After some disappointing failed bids, we found Tabitha online and Other Half collected her last weekend! We did an initial 5 minute cycle around the block and I immediately concluded that I wanted a comfier seat. I’ve opted for a touring style upright seated position so I got new handle bars and a squashy large saddle. After spending a week tinkering, Other Half concluded Tabitha was ready for her first proper ride.
We spent 40 minutes circling round our quiet neighbourhood back streets, getting used to signalling and turning, and being around a few cars. Other half was so confident we even did a short stint in a cycle lane on a main road. I came home from the ride and burst into tears. I had felt comfortable and safe, we’d worked together as a team, and instead of being exhausted I was buzzing with endorphins. Finally a sport that I could participate in, no more sitting on the side lines for me!
So now begins our new Tandem Adventures!
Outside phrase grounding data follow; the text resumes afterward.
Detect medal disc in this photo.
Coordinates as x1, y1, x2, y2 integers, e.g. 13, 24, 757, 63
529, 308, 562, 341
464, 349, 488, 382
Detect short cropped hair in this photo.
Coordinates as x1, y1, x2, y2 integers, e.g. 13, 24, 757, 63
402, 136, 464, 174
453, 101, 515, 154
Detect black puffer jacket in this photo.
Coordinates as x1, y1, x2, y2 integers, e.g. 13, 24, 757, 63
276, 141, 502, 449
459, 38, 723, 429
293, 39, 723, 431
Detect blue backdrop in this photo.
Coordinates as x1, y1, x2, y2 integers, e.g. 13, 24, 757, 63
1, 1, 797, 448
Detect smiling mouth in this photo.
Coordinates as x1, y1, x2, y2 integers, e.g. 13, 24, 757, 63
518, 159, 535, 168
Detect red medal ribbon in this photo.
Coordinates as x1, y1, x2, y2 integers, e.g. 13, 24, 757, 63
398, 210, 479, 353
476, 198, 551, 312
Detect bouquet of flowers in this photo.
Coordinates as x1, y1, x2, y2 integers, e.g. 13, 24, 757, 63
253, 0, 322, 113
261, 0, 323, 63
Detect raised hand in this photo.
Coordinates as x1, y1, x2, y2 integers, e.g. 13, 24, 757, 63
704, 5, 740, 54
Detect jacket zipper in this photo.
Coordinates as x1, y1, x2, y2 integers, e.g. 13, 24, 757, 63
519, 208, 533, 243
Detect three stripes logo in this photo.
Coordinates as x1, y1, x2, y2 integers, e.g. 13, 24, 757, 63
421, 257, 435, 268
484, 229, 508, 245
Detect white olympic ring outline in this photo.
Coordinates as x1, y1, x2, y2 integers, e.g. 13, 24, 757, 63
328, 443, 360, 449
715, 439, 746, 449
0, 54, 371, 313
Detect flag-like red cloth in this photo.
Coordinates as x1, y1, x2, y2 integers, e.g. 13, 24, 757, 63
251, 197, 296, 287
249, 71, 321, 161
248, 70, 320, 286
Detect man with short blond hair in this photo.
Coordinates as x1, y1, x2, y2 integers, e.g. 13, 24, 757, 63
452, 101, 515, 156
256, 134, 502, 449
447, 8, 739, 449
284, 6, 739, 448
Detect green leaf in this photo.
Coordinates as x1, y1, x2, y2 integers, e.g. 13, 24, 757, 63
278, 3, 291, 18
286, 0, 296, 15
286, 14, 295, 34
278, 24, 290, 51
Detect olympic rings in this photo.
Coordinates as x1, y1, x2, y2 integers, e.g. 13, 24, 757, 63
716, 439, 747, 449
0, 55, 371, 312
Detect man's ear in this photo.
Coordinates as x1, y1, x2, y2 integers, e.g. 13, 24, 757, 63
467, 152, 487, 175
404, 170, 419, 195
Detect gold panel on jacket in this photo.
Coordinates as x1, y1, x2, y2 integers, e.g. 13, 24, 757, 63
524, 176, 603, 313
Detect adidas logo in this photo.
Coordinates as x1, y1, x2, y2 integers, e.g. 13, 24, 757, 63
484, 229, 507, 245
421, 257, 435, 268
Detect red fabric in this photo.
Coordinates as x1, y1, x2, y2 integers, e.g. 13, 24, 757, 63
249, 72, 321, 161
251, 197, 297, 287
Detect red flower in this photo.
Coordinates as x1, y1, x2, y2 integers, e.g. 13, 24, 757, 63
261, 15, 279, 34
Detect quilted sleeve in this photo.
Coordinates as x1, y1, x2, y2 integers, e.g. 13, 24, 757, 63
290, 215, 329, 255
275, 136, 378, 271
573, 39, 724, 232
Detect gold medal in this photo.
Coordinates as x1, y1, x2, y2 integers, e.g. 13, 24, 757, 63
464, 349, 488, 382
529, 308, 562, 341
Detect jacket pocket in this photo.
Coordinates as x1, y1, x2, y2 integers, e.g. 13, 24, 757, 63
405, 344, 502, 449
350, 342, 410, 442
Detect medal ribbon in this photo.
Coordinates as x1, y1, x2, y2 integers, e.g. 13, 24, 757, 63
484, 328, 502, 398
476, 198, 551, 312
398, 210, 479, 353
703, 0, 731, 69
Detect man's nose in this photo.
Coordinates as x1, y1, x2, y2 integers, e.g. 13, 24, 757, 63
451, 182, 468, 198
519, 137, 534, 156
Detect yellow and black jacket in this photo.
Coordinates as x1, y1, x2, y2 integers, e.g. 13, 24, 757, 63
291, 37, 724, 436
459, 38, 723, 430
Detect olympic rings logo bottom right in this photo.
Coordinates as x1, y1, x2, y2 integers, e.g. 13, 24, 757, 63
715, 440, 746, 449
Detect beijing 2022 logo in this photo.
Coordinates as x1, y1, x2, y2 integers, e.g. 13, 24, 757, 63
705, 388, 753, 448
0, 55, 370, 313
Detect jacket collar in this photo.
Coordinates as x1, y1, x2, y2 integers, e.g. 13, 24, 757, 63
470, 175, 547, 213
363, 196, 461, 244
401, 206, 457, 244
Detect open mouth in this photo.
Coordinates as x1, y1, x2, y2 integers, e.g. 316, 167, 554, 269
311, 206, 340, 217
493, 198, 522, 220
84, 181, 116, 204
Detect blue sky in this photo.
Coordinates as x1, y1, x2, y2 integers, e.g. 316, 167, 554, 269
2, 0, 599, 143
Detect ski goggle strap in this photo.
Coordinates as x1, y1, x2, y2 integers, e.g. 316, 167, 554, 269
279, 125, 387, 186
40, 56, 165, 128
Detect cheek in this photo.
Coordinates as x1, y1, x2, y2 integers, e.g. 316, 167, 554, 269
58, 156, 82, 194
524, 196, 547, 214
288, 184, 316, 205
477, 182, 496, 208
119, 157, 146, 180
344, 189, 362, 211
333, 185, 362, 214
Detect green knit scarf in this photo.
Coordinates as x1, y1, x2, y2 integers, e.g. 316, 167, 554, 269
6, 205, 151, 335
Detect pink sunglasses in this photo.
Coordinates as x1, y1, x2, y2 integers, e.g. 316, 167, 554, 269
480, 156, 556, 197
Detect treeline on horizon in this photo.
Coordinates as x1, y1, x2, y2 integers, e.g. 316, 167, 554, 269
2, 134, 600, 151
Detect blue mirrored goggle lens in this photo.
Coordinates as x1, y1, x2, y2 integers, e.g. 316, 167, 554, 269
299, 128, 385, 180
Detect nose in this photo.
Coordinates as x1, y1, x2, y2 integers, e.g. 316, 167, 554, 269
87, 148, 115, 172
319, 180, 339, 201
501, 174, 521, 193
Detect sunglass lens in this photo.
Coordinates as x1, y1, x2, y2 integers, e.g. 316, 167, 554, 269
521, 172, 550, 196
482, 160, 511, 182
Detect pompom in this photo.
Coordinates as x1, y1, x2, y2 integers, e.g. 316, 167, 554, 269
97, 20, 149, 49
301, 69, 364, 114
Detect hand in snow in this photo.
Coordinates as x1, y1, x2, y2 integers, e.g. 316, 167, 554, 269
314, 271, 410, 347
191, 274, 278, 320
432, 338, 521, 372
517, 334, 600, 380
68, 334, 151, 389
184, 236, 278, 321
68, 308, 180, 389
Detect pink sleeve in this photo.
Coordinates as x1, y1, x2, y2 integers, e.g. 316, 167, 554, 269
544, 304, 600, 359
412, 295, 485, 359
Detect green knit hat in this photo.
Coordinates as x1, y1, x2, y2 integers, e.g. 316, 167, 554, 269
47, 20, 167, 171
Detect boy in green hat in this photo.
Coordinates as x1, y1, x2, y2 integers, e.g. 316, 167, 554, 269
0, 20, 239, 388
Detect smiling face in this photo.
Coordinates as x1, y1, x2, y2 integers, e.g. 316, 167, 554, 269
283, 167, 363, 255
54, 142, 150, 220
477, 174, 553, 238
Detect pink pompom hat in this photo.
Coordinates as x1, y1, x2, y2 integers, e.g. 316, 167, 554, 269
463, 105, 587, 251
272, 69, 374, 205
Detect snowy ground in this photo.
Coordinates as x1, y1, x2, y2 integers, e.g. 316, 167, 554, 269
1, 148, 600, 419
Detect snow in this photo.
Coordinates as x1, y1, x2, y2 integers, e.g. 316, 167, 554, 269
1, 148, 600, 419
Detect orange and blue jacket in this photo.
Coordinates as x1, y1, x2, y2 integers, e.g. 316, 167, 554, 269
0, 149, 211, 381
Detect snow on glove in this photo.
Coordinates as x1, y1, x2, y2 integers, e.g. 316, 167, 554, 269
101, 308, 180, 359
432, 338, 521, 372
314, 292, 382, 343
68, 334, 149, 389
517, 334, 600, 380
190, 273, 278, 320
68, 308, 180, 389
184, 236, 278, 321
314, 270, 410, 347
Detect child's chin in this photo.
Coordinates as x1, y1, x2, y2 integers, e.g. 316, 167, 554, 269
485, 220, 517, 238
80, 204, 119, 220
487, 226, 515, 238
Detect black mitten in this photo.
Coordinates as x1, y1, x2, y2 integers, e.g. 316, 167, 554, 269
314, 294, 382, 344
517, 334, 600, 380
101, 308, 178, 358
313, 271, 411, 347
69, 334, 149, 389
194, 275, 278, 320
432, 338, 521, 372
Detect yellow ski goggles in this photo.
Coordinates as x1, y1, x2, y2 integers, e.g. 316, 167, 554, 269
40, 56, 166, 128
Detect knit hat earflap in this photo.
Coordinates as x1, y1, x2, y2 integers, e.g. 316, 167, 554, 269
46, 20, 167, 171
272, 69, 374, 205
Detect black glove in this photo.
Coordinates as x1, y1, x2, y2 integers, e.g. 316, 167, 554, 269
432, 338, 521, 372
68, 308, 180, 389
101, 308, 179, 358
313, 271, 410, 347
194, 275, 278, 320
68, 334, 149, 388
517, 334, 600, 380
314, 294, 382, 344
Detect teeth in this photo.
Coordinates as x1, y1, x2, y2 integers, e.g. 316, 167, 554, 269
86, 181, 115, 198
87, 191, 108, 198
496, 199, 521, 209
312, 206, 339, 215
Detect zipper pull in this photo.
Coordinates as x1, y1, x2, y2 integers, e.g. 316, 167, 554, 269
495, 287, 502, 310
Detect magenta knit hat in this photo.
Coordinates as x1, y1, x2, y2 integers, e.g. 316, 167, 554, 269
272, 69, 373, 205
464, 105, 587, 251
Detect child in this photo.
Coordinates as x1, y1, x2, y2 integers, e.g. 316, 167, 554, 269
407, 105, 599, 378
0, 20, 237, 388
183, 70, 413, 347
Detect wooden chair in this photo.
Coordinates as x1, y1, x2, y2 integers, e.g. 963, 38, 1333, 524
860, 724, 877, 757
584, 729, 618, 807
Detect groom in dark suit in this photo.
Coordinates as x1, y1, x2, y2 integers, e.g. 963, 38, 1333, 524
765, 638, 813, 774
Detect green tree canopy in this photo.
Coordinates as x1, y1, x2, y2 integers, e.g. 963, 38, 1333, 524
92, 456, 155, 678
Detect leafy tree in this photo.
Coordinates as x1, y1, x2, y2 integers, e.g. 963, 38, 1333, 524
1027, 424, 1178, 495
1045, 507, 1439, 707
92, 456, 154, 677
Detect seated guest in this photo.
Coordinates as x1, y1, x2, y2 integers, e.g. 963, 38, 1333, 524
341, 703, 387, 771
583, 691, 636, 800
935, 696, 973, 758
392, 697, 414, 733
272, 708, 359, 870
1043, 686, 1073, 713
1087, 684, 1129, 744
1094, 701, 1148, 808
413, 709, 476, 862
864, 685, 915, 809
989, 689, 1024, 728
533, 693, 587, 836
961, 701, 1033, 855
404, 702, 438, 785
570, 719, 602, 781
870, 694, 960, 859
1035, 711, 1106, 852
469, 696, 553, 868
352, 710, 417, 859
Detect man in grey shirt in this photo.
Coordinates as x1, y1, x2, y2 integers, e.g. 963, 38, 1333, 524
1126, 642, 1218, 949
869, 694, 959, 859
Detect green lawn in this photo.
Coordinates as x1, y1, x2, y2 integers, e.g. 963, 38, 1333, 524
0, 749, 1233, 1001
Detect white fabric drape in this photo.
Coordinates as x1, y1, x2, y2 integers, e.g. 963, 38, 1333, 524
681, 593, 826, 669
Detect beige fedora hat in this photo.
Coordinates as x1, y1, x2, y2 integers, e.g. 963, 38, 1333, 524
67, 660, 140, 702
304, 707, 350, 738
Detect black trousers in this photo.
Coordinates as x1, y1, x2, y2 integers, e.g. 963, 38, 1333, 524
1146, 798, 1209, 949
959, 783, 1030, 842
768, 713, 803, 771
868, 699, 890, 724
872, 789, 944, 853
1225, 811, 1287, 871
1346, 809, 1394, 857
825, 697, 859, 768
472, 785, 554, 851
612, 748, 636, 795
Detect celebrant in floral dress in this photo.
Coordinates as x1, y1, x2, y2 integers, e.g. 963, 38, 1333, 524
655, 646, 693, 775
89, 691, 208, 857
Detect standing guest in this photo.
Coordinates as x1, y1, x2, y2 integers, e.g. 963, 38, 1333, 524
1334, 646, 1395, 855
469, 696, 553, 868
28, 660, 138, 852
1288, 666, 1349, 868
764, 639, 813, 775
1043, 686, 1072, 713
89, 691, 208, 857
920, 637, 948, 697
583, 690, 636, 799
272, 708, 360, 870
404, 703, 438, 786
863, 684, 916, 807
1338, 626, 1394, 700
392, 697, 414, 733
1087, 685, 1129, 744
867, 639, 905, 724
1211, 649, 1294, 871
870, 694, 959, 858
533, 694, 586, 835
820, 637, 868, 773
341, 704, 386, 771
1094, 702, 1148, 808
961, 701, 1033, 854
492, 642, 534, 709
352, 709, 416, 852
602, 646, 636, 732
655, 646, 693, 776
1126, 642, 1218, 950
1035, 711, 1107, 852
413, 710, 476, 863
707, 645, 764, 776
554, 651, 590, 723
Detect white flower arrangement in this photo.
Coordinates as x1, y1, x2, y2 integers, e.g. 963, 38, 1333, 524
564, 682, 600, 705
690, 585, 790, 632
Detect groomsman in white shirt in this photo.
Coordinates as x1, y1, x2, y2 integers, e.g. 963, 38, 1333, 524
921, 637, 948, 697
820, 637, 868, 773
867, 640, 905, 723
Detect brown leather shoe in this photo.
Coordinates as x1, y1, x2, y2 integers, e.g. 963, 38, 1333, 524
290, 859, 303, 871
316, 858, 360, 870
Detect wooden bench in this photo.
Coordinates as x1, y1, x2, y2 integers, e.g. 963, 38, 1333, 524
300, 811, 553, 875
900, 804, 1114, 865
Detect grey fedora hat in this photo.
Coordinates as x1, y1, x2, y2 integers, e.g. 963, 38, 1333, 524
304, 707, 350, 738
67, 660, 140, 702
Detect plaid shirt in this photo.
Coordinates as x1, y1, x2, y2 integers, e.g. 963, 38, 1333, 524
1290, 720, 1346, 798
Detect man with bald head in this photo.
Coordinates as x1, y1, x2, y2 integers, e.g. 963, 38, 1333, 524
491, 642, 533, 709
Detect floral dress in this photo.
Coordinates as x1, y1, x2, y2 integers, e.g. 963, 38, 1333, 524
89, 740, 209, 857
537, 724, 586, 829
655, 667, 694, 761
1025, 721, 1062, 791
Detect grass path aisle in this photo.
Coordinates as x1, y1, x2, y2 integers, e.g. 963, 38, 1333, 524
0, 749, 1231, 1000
I have big ambitions, but we’ve set mini goals to start with. First, cycling on the road to a local park, then perfecting our route to our favourite pub (only for a swift half of course) and hopefully a sponsored event by next year!
I’m really lucky to have an enthusiastic Other Half who knew how to research and adapt the right bike for us. However, there are lots of disabled people that can’t access sport or outdoor activities. In fact, a recent report found that a third of disabled people would like to get into cycling. A lack of opportunities, support or prohibitive costs can mean that disabled people are prevented from accessing cycling.
If you’re a keen cyclist or want to embrace a new challenge why not find a local disability cycling group? I’ve put together a list of great organisations on this twitter thread, plenty of schemes need volunteers!
Accessible cycling has opened up a huge new opportunity for me and I know it will help me get outdoors and enjoying a better level of physical fitness. I’m so excited for all the new adventures I will have!
After all, who knows what will happen when you’re on a bicycle made for two?